Pelo menos no discurso. Teve ameaça por parte da França de cortar a luz que é levada por cabos submarinos do continente à ilha britânica de Jersey e até a mobilização de navios da Real Marinha Britânica, mantidos em prontidão para a eventual necessidade de interceptar pesqueiros franceses.
A questão técnica parece clara. Agora, para pescar em águas territoriais britânicas, os europeus precisam de licenças emitidas pelas autoridades do Reino Unido. E vice-versa.
O documento só é concedido a quem provar que já atuava na área entre fevereiro de 2017 e janeiro do ano passado, o que não é fácil, principalmente para pequenos pesqueiros.
Sem um acordo que agilize a burocracia, o que se vê são entregas atrasadas, peixes estragando nos portos, prateleiras vazias em supermercados e até a falência de empresas, sobretudo familiares.
Na semana passada, em vez de malas de passageiros, saíram em uma das esteiras do Terminal 5 do aeroporto de Heathrow dezenas de caixas de peixes congelados.
A pendenga afeta a qualidade do produto, que tem pouco tempo para ir do mar à mesa. Viajar de avião pode ser mais rápido (e caro).
Em janeiro deste ano, em um discurso no Parlamento que entrou para o anedotário político, o conservador Jacob Rees-Mogg, líder da Câmara dos Comuns, afirmou que os “os peixes estavam melhor e mais felizes” porque “agora são britânicos”.

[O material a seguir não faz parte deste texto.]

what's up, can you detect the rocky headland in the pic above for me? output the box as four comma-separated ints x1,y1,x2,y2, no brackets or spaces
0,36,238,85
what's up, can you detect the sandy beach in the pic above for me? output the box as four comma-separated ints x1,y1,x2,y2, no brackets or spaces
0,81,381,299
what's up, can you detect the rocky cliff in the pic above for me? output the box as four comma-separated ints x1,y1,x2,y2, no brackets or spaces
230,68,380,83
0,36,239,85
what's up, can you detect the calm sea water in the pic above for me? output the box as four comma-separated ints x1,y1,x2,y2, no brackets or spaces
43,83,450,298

Ele respondia ao líder do Partido Nacional Escocês, Tommy Sheppard, que falou em “desastre da pesca” do Brexit e pediu que os pescadores na Escócia fossem compensados. Por enquanto, comunidades de um lado e outro do canal estão sendo afetadas.
Saiba mais
Peixes da família real
A disputa pelas águas territoriais não é nova. Há séculos Reino Unido e França brigam pelo direito de explorar os recursos marítimos.
Curiosamente, pela lei em vigor desde 1324 no Reino Unido, baleias, golfinhos e esturjões que circulam nos mares do reino a uma distância de até cinco quilômetros da costa pertencem a ninguém menos do que à rainha Elizabeth II.

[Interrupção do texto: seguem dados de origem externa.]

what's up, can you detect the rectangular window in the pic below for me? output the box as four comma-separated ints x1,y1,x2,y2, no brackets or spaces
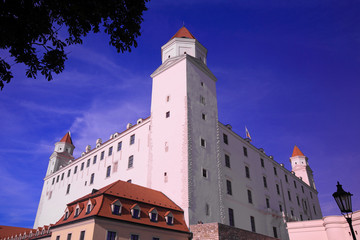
297,196,300,205
100,151,105,160
67,233,72,240
245,166,250,178
247,190,253,204
301,185,304,193
276,184,280,195
200,95,205,104
288,191,292,201
225,154,231,168
67,169,71,177
108,146,112,156
279,204,283,212
226,180,232,195
81,162,84,170
223,134,228,144
52,178,55,185
313,205,317,215
130,134,135,145
261,158,264,167
263,176,267,188
243,147,248,157
250,216,256,232
273,227,278,238
117,141,122,151
106,166,111,178
93,155,97,164
153,238,160,240
273,167,277,176
61,173,64,180
86,204,91,214
74,166,78,174
90,173,94,185
266,198,270,208
202,168,208,178
285,174,288,183
294,180,297,188
166,111,170,118
87,159,90,167
300,214,303,221
56,236,60,240
200,138,206,147
66,184,70,194
291,210,294,217
310,192,313,199
228,208,234,227
128,155,134,168
80,231,85,240
131,235,139,240
202,113,206,120
107,231,116,240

Em 2004, um pescador que fisgou um esturjão de quase três metros, nas proximidades do País de Gales, teve de pedir autorização à monarca para vendê-lo.
Guerra do Bacalhau
No anos 1950 e 1970, o Reino Unido se viu num papel inverso, quando a Islândia suspendeu um acordo antigo e excluiu os pescadores britânicos de suas águas territoriais.

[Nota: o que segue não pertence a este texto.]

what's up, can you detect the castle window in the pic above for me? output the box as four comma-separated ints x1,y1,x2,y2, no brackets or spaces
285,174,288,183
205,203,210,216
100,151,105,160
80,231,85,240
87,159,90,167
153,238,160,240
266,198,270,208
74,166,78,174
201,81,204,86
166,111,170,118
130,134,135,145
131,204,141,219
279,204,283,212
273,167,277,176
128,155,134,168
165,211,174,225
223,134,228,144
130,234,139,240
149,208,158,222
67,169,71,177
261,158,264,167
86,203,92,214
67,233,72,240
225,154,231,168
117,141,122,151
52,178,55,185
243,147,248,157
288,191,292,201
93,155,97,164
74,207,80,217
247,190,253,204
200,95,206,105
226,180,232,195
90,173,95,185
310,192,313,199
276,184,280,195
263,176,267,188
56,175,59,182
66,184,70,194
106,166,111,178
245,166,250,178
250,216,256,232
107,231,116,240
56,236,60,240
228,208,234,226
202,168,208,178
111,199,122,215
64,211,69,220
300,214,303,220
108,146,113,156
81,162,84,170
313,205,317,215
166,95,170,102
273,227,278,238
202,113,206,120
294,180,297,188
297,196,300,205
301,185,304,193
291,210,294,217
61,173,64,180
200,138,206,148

No auge da chamada Guerra do Bacalhau, uma fragata da Marinha real chegou a colidir com uma canhoneira islandesa.
Limites
No século XVIII, chegou-se a um entendimento sobre o que seriam os limites das águas territoriais europeias: três milhas da costa, mais ou menos o alcance de uma bala de canhão.
Mais tarde, no século XX, quando os armamentos ficaram muito mais potentes, o assunto voltou às mesas de negociação. A bala de canhão já não era mais parâmetro. E os peixes perderam o peso quando são comparados à exploração de minerais, como o petróleo.
Acertou-se, em um acordo nas Nações Unidas, que o limite passaria a 200 milhas. Alguns países como os Estados Unidos, contudo, nunca ratificaram a Convenção sobre o Direito do Mar.